Sonraki süreçte, Cumhuriyet'in kurulmasında da İstiklal Mahkemeleri, devrim ve ihtilal mahkemeleri olarak çalışıp yeni devleti ayakta tutan hukuk kurumları olmuştur.
Kripto Kitap Tel: (0312) 432 19 13
***
Güncelleme tartışılırken
Bütün Eserleri dizisinden 2 cilt halinde yeniden yayınlanan "Dinde Reform Değil İSLAM'DA TECDİT" kitabıyla ilgili olarak merhum Prof. Dr. Yaşar Nuri Öztürk şu değerlendirmeyi yapmıştı:
İslam bugün insanlığın her zamankinden daha çok ortak meselesidir.
Bu eser, Kur'an mesajını tüm insanlığa duyurmada anlamlı olacağına inandığım bir eserdir.
Başka bir deyişle, Tecdit, benim, yıllardır verdiğim Kur'ansal fikir ve iman mücadelesinin temel amaçlarını öne çıkaran, bu amaçlar doğrultusunda tüm insanlığa mesajlar veren bir kitaptır.
Tecdit, benim iman, ilim ve fikir hayatımın en önemli ürünlerinden biridir.
Yeni Boyut Yayıncılık Tel:(0216) 469 40 76
***
KÜTÜPHANEMDEN
Yunanistan'ın sonu hüsran Anadolu macerası
Her ne kadar bugünlerde komşumuz Yunanistan ile sorunlar buzdolabına kaldırılmış gibi gözükse de sorunlar hiç bir zaman eksik olmadı. Kıta sahanlığı FIR hattı gibi konuların dışında her zaman var olan Kıbrıs meselesi de Yunanistan ile Türkiye arasında önemini her zaman korumakta. Yunanistan'ın tarih boyunca Anadolu topraklarındaki emellerini belgeleriyle ortaya koyan Michael Llewellyn Smith'in kitabı bu konuda önemli bir kaynak. Uzun yıllar Yunanistan'da kalan ve bu ülkede araştırmalarını sürdüren Smith, bir süre de Girit adasında yaşadı. 1965 ve 1973'de olmak üzere iki baskı yapan ünlü yapıtı Büyük Ada Girit'in ardından Oxford Üniversitesi'ne hazırladığı doktora tezini daha da geliştirerek "Anadolu Üzerindeki Göz" kitabını hazırladı. Türkiye'nin yakın geçmişini çok yakından ilgilendiren Anadolu Üzerindeki Göz Yunanistan tarihini anlamak, komşumuzun yüzyılın ilk çeyreğinde Anadolu üzerindeki emellerini öğrenmek açısından büyük önem taşıyor.
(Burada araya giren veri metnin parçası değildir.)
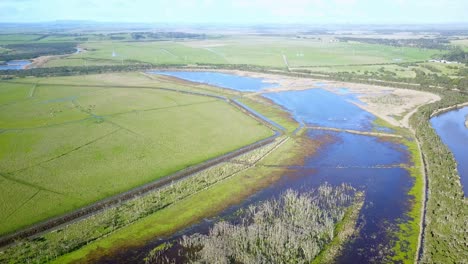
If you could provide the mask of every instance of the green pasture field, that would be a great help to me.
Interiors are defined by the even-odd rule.
[[[151,89],[214,92],[172,80],[126,73],[0,82],[0,234],[272,135],[224,101]]]
[[[0,34],[0,45],[31,42],[39,37],[38,34]]]
[[[45,66],[153,64],[251,64],[268,67],[378,64],[424,61],[438,53],[407,47],[287,37],[225,37],[192,41],[86,42],[86,52]],[[85,63],[86,61],[86,63]]]
[[[300,141],[290,139],[268,154],[260,164],[291,164],[301,156]],[[109,236],[63,255],[52,263],[87,263],[111,254],[120,248],[144,244],[154,237],[163,237],[205,217],[216,215],[278,180],[281,168],[255,166],[234,174],[209,188],[159,210]]]
[[[319,67],[301,67],[292,68],[291,70],[310,70],[317,73],[340,73],[348,72],[358,75],[377,74],[385,75],[388,73],[395,74],[398,78],[415,78],[416,71],[422,71],[426,74],[447,75],[449,77],[458,77],[459,70],[465,68],[464,64],[444,64],[437,62],[421,62],[412,65],[405,64],[376,64],[376,65],[344,65],[344,66],[319,66]],[[381,71],[384,70],[384,72]]]
[[[464,50],[467,50],[467,51],[468,51],[468,38],[458,39],[458,40],[452,40],[451,43],[452,43],[453,45],[460,46],[460,47],[462,47]]]

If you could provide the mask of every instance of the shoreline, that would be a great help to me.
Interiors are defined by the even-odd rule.
[[[337,89],[347,88],[350,93],[355,94],[364,104],[355,104],[361,109],[372,113],[373,115],[387,121],[393,126],[409,128],[409,118],[417,112],[419,107],[441,100],[440,96],[430,92],[415,91],[397,87],[387,87],[371,84],[360,84],[342,81],[323,80],[320,78],[307,77],[298,78],[281,73],[259,73],[242,70],[226,69],[200,69],[200,68],[166,68],[158,69],[160,71],[190,71],[190,72],[219,72],[235,74],[238,76],[261,78],[265,83],[277,84],[277,87],[266,88],[256,92],[247,93],[246,96],[252,96],[265,93],[277,93],[284,91],[301,91],[310,89],[325,89],[332,93],[337,93]],[[172,77],[176,78],[176,77]],[[226,88],[223,88],[226,89]],[[235,91],[235,90],[233,90]],[[385,102],[376,102],[381,98],[385,101],[385,96],[395,96],[402,100],[401,104],[388,104]],[[401,119],[395,118],[400,116]]]
[[[465,106],[468,106],[468,102],[465,102],[465,103],[462,103],[462,104],[455,104],[455,105],[452,105],[452,106],[449,106],[449,107],[445,107],[445,108],[441,108],[441,109],[438,109],[436,111],[434,111],[430,116],[429,118],[433,118],[435,116],[438,116],[438,115],[441,115],[441,114],[444,114],[444,113],[447,113],[447,112],[450,112],[452,110],[456,110],[456,109],[460,109],[460,108],[463,108]],[[467,119],[468,120],[468,119]],[[465,123],[466,124],[466,123]]]
[[[318,81],[320,81],[320,80],[318,80]],[[310,88],[308,88],[308,89],[310,89]],[[388,89],[392,89],[392,88],[386,87],[385,89],[388,90]],[[419,105],[419,106],[414,110],[414,112],[417,112],[417,110],[418,110],[418,108],[419,108],[420,106],[422,106],[422,105]],[[369,110],[366,110],[366,111],[369,111]],[[370,111],[369,111],[369,112],[370,112]],[[413,113],[410,112],[410,113],[408,113],[408,114],[411,114],[411,115],[412,115]],[[418,147],[419,147],[419,145],[418,145]],[[422,155],[422,153],[421,153],[421,155]],[[423,193],[424,193],[424,192],[423,192]],[[425,199],[423,198],[423,200],[425,200]],[[423,205],[422,207],[425,207],[425,205]],[[419,250],[419,248],[418,248],[418,250]],[[416,254],[417,254],[417,252],[416,252]]]
[[[195,71],[203,71],[203,70],[195,70]],[[289,91],[289,90],[308,90],[308,89],[317,88],[317,87],[312,87],[311,88],[310,85],[309,85],[309,87],[307,87],[306,85],[304,85],[304,83],[299,84],[299,85],[304,85],[303,87],[298,87],[297,86],[298,83],[295,83],[296,87],[292,87],[292,88],[288,87],[286,89],[284,89],[284,88],[281,89],[282,86],[285,86],[285,83],[284,82],[283,83],[278,82],[277,80],[278,80],[278,78],[281,78],[282,76],[274,76],[272,74],[242,72],[242,71],[239,71],[239,70],[209,70],[209,71],[212,71],[212,72],[225,72],[225,73],[231,73],[231,74],[236,74],[236,75],[240,75],[240,76],[247,76],[247,77],[254,77],[254,78],[267,78],[267,80],[265,82],[278,83],[279,84],[280,88],[266,89],[266,92],[280,92],[280,91]],[[271,76],[274,76],[276,78],[274,79]],[[286,78],[291,78],[291,77],[286,77]],[[308,80],[308,79],[304,78],[302,80]],[[382,118],[383,120],[387,121],[391,125],[404,127],[406,129],[408,129],[411,132],[412,137],[416,141],[416,146],[417,146],[417,151],[419,152],[419,154],[418,154],[419,157],[414,156],[413,158],[418,159],[420,161],[421,167],[420,167],[419,170],[420,170],[420,173],[421,173],[421,176],[422,176],[421,177],[422,188],[420,190],[421,191],[421,196],[420,196],[421,201],[419,202],[420,206],[421,206],[421,209],[418,210],[419,214],[420,214],[419,221],[418,221],[419,232],[417,234],[417,244],[416,244],[416,248],[415,248],[415,251],[414,251],[414,258],[413,258],[417,262],[417,260],[419,259],[419,256],[420,256],[420,252],[423,250],[423,247],[424,247],[424,245],[423,245],[423,241],[424,241],[423,236],[424,236],[424,224],[425,224],[425,221],[426,221],[426,219],[425,219],[426,213],[425,212],[426,212],[426,202],[427,202],[427,195],[428,195],[427,194],[428,185],[427,185],[426,163],[425,163],[425,160],[424,160],[424,157],[423,157],[420,142],[416,138],[416,133],[415,133],[414,129],[409,124],[409,119],[411,118],[411,116],[413,116],[415,113],[418,112],[420,107],[428,105],[428,104],[432,104],[434,102],[437,102],[437,101],[441,100],[441,97],[439,95],[429,93],[429,92],[420,92],[420,91],[413,91],[413,90],[402,89],[402,88],[393,88],[393,87],[381,87],[381,86],[374,86],[374,85],[369,85],[369,84],[362,84],[361,85],[361,84],[357,84],[357,83],[323,81],[323,80],[312,79],[312,78],[309,79],[309,82],[319,82],[320,83],[319,88],[324,88],[325,86],[331,86],[332,88],[343,88],[343,87],[345,87],[345,88],[350,88],[350,89],[353,89],[353,88],[354,89],[362,89],[362,87],[365,87],[367,89],[382,89],[382,90],[385,90],[385,91],[388,91],[388,90],[405,90],[405,91],[409,91],[410,93],[414,92],[415,94],[427,94],[427,95],[431,96],[431,98],[429,98],[425,102],[421,102],[420,104],[417,104],[416,106],[413,106],[413,109],[411,111],[405,113],[405,115],[403,116],[401,121],[398,121],[398,124],[395,124],[395,122],[391,122],[391,120],[389,120],[388,118],[385,118],[385,115],[381,115],[380,113],[376,113],[376,111],[373,111],[373,109],[371,109],[369,107],[362,106],[360,104],[355,104],[358,107],[362,108],[363,110],[365,110],[367,112],[370,112],[370,113],[376,115],[379,118]],[[255,93],[252,93],[252,94],[254,94],[254,95],[255,94],[262,94],[264,92],[265,91],[259,91],[259,92],[255,92]],[[468,102],[465,103],[464,105],[468,105]],[[372,136],[376,136],[376,135],[372,135]]]
[[[62,54],[62,55],[46,55],[46,56],[39,56],[39,57],[36,57],[36,58],[33,58],[33,59],[29,59],[29,61],[31,61],[31,63],[26,65],[23,69],[28,70],[28,69],[40,68],[40,67],[44,66],[44,64],[46,64],[47,62],[49,62],[51,60],[63,59],[63,58],[66,58],[66,57],[69,57],[69,56],[72,56],[72,55],[75,55],[75,54],[85,52],[85,49],[83,49],[83,48],[81,48],[79,46],[76,47],[76,49],[77,49],[77,52],[74,52],[74,53]]]

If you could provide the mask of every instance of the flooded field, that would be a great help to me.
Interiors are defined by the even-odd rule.
[[[205,83],[241,92],[255,92],[277,86],[275,83],[265,82],[262,78],[248,78],[220,72],[150,71],[148,73],[177,77],[191,82]]]
[[[182,78],[184,74],[179,74]],[[211,76],[207,73],[190,73],[191,80]],[[238,78],[246,78],[239,77]],[[231,79],[236,80],[236,79]],[[212,83],[203,79],[204,83]],[[235,81],[233,81],[235,82]],[[235,86],[226,85],[226,88]],[[250,89],[261,89],[257,82]],[[266,95],[287,109],[299,122],[306,125],[368,131],[375,117],[357,107],[347,93],[331,93],[322,89],[287,91]],[[359,102],[358,102],[359,103]],[[214,218],[205,219],[172,236],[154,240],[140,246],[120,250],[105,256],[100,263],[142,262],[148,253],[163,243],[173,244],[165,254],[169,259],[184,261],[184,249],[178,240],[184,235],[207,234],[219,220],[236,222],[239,209],[261,201],[278,198],[288,189],[305,192],[323,183],[333,186],[347,183],[365,193],[364,206],[357,222],[357,235],[350,240],[338,258],[339,263],[371,263],[389,260],[392,247],[398,239],[395,233],[399,224],[409,220],[412,196],[408,194],[414,184],[407,168],[412,166],[406,146],[387,137],[373,137],[347,132],[305,128],[303,133],[316,146],[314,154],[304,157],[304,164],[264,164],[282,166],[280,180],[255,193],[240,204],[225,209]]]

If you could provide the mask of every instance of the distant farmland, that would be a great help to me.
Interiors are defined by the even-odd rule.
[[[205,89],[137,73],[0,82],[0,234],[272,135]]]
[[[81,44],[86,52],[46,66],[152,64],[251,64],[289,67],[424,61],[437,50],[343,43],[330,39],[226,37],[206,41],[111,42]],[[283,57],[284,55],[284,57]]]

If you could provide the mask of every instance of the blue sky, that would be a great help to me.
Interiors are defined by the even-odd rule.
[[[0,0],[0,22],[468,22],[468,0]]]

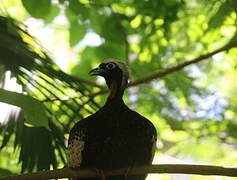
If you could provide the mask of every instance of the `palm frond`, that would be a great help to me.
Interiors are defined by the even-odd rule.
[[[61,71],[25,29],[14,19],[0,16],[0,64],[11,71],[24,92],[43,102],[51,131],[25,126],[22,116],[17,121],[10,118],[1,125],[2,148],[15,135],[22,171],[56,168],[58,162],[66,162],[64,135],[72,122],[95,112],[99,105],[90,97],[91,90]]]

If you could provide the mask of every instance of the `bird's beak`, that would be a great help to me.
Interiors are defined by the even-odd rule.
[[[97,67],[95,69],[92,69],[89,74],[91,76],[96,76],[96,75],[99,75],[99,76],[103,76],[104,74],[106,73],[106,71],[100,67]]]

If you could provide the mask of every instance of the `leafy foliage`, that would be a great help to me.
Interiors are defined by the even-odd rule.
[[[0,23],[4,41],[0,47],[1,64],[13,73],[25,92],[44,103],[42,107],[29,96],[1,90],[1,101],[22,107],[26,117],[26,120],[17,117],[13,112],[8,123],[2,124],[1,131],[5,134],[2,148],[15,134],[14,147],[21,147],[19,162],[22,162],[22,171],[33,171],[35,167],[37,170],[49,169],[51,165],[55,168],[55,153],[65,163],[64,132],[68,132],[74,119],[94,112],[97,104],[90,99],[89,91],[80,81],[60,71],[43,51],[37,49],[34,39],[20,25],[9,17],[1,17]],[[69,100],[62,100],[65,97]],[[43,108],[47,109],[47,116]],[[47,127],[44,122],[48,121],[50,129],[24,125]]]
[[[51,38],[58,44],[65,40],[57,33],[60,28],[67,32],[69,49],[80,59],[78,63],[68,62],[67,71],[93,81],[88,71],[106,58],[126,61],[132,80],[136,80],[236,40],[234,0],[44,0],[40,4],[22,0],[22,4],[21,11],[25,8],[30,16],[54,29],[56,33]],[[28,19],[24,13],[21,20]],[[60,24],[57,18],[64,20]],[[37,163],[38,169],[47,169],[49,164],[57,167],[56,162],[65,163],[65,135],[75,119],[98,109],[97,104],[105,99],[101,95],[104,89],[87,86],[62,72],[25,27],[15,25],[10,18],[1,18],[0,77],[3,79],[3,72],[10,70],[28,95],[43,102],[51,131],[25,127],[24,118],[16,120],[13,114],[12,120],[1,127],[3,144],[5,148],[11,143],[21,147],[23,170],[35,170]],[[99,36],[98,44],[93,38],[87,39],[90,33]],[[157,154],[191,157],[195,162],[236,164],[235,59],[236,49],[232,48],[161,79],[128,88],[127,103],[157,127]],[[35,135],[24,136],[23,143],[23,132]],[[15,139],[11,140],[10,135]],[[27,146],[33,137],[40,138],[41,143]],[[48,141],[44,142],[44,138]],[[45,157],[51,159],[40,156],[43,143],[47,147],[43,153],[48,152]],[[216,152],[217,148],[221,153]],[[32,160],[25,156],[31,151],[35,152]]]
[[[21,107],[27,124],[49,128],[44,106],[31,96],[0,89],[0,101]]]
[[[51,9],[50,0],[42,0],[39,2],[31,1],[31,0],[22,0],[22,4],[27,9],[27,11],[31,14],[31,16],[35,18],[44,18],[50,14],[50,9]]]

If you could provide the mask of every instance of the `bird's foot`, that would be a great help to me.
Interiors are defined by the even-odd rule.
[[[96,174],[101,180],[105,180],[105,173],[102,169],[95,168]]]

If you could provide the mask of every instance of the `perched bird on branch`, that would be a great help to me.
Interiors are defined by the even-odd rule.
[[[80,120],[70,131],[68,165],[72,168],[110,170],[149,165],[157,133],[153,124],[129,109],[122,99],[128,84],[127,66],[107,60],[90,71],[104,77],[110,90],[105,105],[95,114]],[[106,177],[106,180],[144,180],[146,175]],[[87,180],[100,178],[87,178]]]

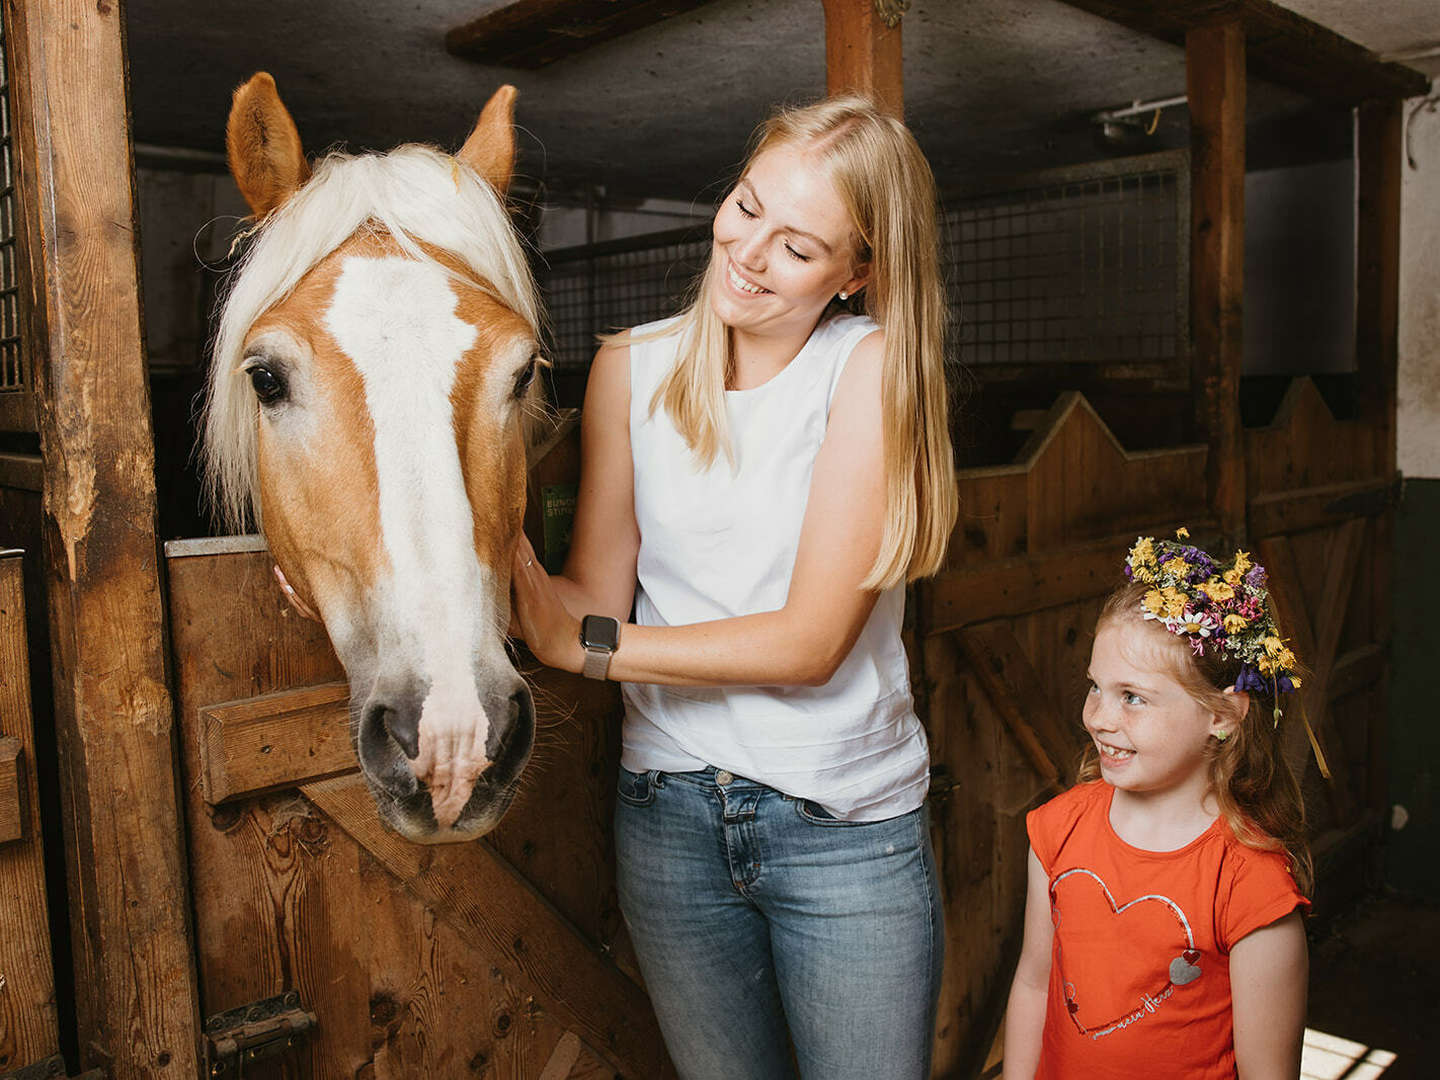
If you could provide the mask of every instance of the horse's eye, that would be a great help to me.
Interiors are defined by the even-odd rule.
[[[515,376],[515,396],[517,398],[523,398],[525,391],[530,389],[530,384],[535,381],[535,369],[539,364],[540,358],[532,356],[520,369],[520,374]]]
[[[250,376],[250,385],[255,388],[255,396],[260,399],[260,404],[274,405],[285,397],[285,380],[269,368],[257,364],[249,368],[247,374]]]

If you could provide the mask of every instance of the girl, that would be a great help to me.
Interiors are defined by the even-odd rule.
[[[694,302],[595,358],[563,576],[517,552],[536,656],[624,683],[620,903],[683,1077],[793,1077],[792,1044],[804,1077],[929,1075],[900,621],[956,513],[936,252],[903,124],[856,97],[774,116]]]
[[[1090,656],[1081,783],[1032,812],[1005,1076],[1293,1078],[1309,901],[1263,698],[1299,685],[1245,552],[1142,537]]]

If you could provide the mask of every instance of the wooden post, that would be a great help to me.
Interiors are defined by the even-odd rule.
[[[899,0],[822,0],[825,5],[825,91],[859,90],[904,116]]]
[[[1400,323],[1400,191],[1404,153],[1404,102],[1367,101],[1357,110],[1358,165],[1355,212],[1355,366],[1361,416],[1375,434],[1375,461],[1389,481],[1396,469],[1396,367]],[[1376,519],[1371,555],[1373,638],[1388,642],[1392,612],[1392,550],[1395,510]],[[1387,654],[1388,656],[1388,650]],[[1388,665],[1388,660],[1387,660]],[[1368,725],[1366,804],[1378,813],[1389,805],[1389,688],[1380,680]]]
[[[1245,289],[1245,35],[1185,36],[1190,97],[1190,326],[1196,421],[1210,447],[1210,508],[1225,543],[1245,539],[1240,366]]]
[[[124,9],[4,0],[83,1068],[199,1073]]]

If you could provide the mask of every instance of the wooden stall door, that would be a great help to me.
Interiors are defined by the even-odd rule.
[[[0,1074],[46,1061],[60,1046],[21,555],[0,551]]]
[[[381,825],[339,663],[260,543],[167,557],[202,1018],[295,991],[318,1020],[244,1075],[673,1075],[615,899],[614,687],[535,665],[500,829],[412,844]]]

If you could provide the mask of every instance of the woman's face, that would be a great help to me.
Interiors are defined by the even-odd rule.
[[[760,335],[808,334],[831,297],[869,276],[855,263],[850,215],[804,146],[759,154],[715,215],[710,304],[721,322]]]

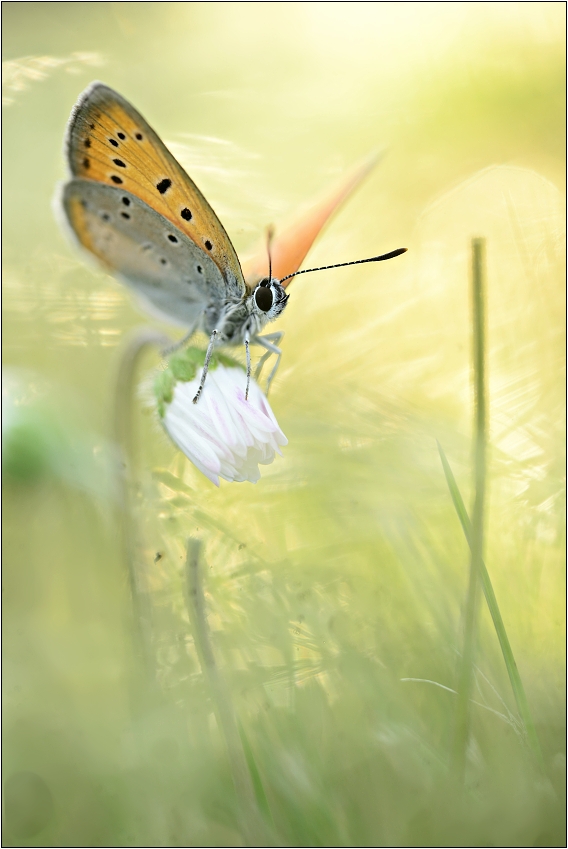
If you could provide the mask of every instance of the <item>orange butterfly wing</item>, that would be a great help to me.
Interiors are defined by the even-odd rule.
[[[208,202],[139,112],[108,86],[93,83],[79,98],[67,159],[74,177],[124,188],[167,218],[244,293],[237,254]]]
[[[375,166],[377,157],[366,159],[351,171],[338,186],[304,215],[279,233],[271,243],[272,275],[281,280],[297,271],[315,239],[341,203],[354,191]],[[266,243],[250,259],[243,262],[243,273],[247,286],[253,288],[259,280],[268,276]],[[283,285],[288,286],[291,280]]]

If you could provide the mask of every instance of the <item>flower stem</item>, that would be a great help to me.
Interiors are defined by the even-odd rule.
[[[477,648],[479,584],[483,562],[483,524],[486,483],[487,400],[485,385],[485,239],[472,240],[474,481],[471,559],[465,605],[463,652],[458,679],[452,767],[463,784],[470,733],[470,702]]]
[[[150,678],[153,678],[150,652],[150,608],[147,593],[143,588],[143,558],[134,509],[135,435],[132,402],[136,372],[143,353],[148,348],[154,346],[163,348],[167,344],[171,344],[171,340],[164,334],[147,327],[134,331],[127,340],[118,366],[113,422],[121,547],[132,601],[131,633],[134,653]],[[133,701],[137,701],[136,696],[133,696]]]
[[[266,846],[266,828],[261,821],[255,797],[253,780],[247,764],[243,743],[231,698],[219,673],[213,654],[209,626],[205,613],[205,598],[200,575],[201,541],[187,542],[187,585],[188,607],[193,625],[193,637],[203,672],[209,679],[213,705],[221,733],[225,738],[227,755],[231,765],[235,793],[239,805],[243,837],[250,846]],[[259,780],[259,776],[257,776]]]

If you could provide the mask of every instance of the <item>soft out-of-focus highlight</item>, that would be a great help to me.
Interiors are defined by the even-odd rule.
[[[564,5],[8,3],[3,24],[6,845],[563,845]],[[304,267],[409,249],[291,282],[288,445],[254,486],[176,451],[141,356],[134,607],[114,392],[152,320],[51,206],[94,78],[241,258],[373,151]],[[470,555],[437,441],[471,515],[472,238],[483,558],[542,758],[481,599],[459,787]]]

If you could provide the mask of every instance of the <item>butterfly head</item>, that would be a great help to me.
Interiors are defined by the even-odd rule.
[[[277,318],[288,302],[289,295],[275,278],[264,277],[252,293],[255,311],[266,321]]]

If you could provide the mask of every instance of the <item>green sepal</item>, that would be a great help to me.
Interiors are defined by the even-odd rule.
[[[154,381],[154,394],[158,402],[158,415],[163,418],[166,412],[166,406],[171,403],[174,397],[174,386],[177,381],[188,383],[194,380],[197,372],[203,368],[205,362],[206,351],[201,348],[184,348],[180,351],[175,351],[170,357],[164,371],[161,371]],[[214,351],[209,360],[209,371],[214,371],[217,366],[222,365],[226,368],[243,368],[241,363],[229,357],[227,354],[220,351]]]
[[[174,397],[175,377],[169,369],[161,371],[154,381],[154,395],[158,402],[158,415],[164,418],[166,404]]]

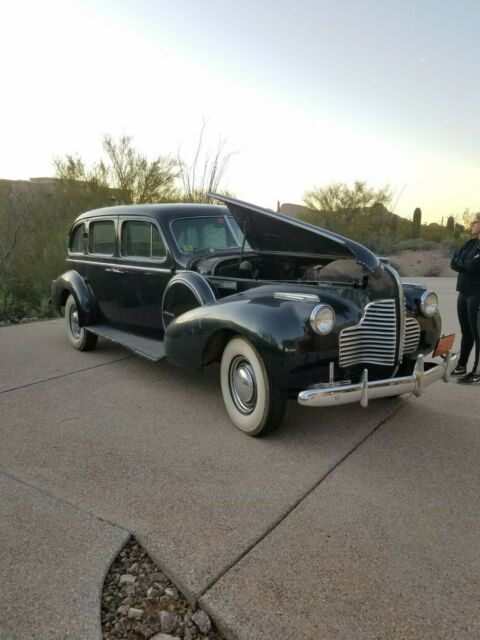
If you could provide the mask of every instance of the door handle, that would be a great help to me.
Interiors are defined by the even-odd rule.
[[[122,271],[121,269],[111,269],[109,267],[105,269],[105,271],[108,271],[108,273],[125,273],[125,271]]]

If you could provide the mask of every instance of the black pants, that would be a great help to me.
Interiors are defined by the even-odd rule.
[[[462,330],[462,344],[458,365],[466,367],[468,357],[475,345],[475,362],[473,371],[480,373],[480,293],[458,294],[457,313]]]

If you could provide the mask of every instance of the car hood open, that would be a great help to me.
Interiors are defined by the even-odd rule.
[[[209,195],[227,205],[254,251],[353,257],[372,273],[380,266],[375,254],[358,242],[271,209],[218,193]]]

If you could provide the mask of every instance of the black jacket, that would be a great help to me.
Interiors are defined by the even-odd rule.
[[[455,251],[450,266],[458,271],[457,291],[480,293],[480,240],[472,238]]]

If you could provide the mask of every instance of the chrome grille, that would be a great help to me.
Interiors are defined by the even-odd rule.
[[[405,343],[403,353],[413,353],[420,342],[420,325],[415,318],[405,319]]]
[[[377,300],[365,307],[354,327],[340,332],[339,365],[357,363],[395,365],[397,311],[395,300]]]

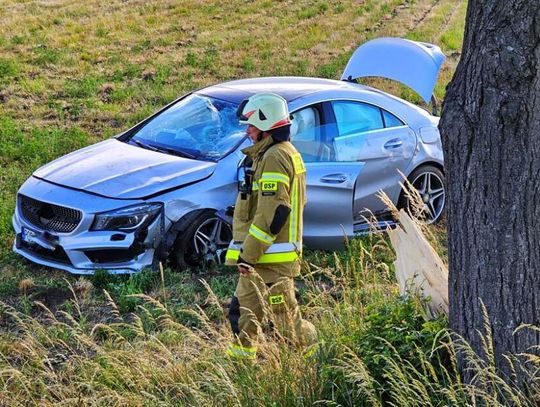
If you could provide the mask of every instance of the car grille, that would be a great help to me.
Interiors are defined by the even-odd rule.
[[[19,195],[19,209],[24,219],[49,232],[73,232],[82,219],[81,211],[41,202],[24,195]]]

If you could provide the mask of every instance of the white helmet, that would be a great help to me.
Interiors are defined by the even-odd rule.
[[[251,124],[261,131],[291,124],[287,101],[275,93],[257,93],[238,107],[241,124]]]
Birinci baskısı 1978'de Hürriyet Yayınları tarih dizisinden çıkmış olan kitap Halim İnal tarafından Türkçe'ye çevrilmiş. Kitabın can alıcı bölümlerinden biri ise Yunanlıların sonu büyük hüsranla sonuçlanan Anadolu serüveni. Bilindiği gibi Mustafa Kemal çevresinde kenetlenen Türk direniş hareketi bu serüvene korkunç biçimde son verecek, Anadolu macerasının bedelini Yunanistan çok ağır ödeyecektir. Lloyd George döneminin İngiliz dış politikası da kitapta dikkat çekici biçimde işlenmiş.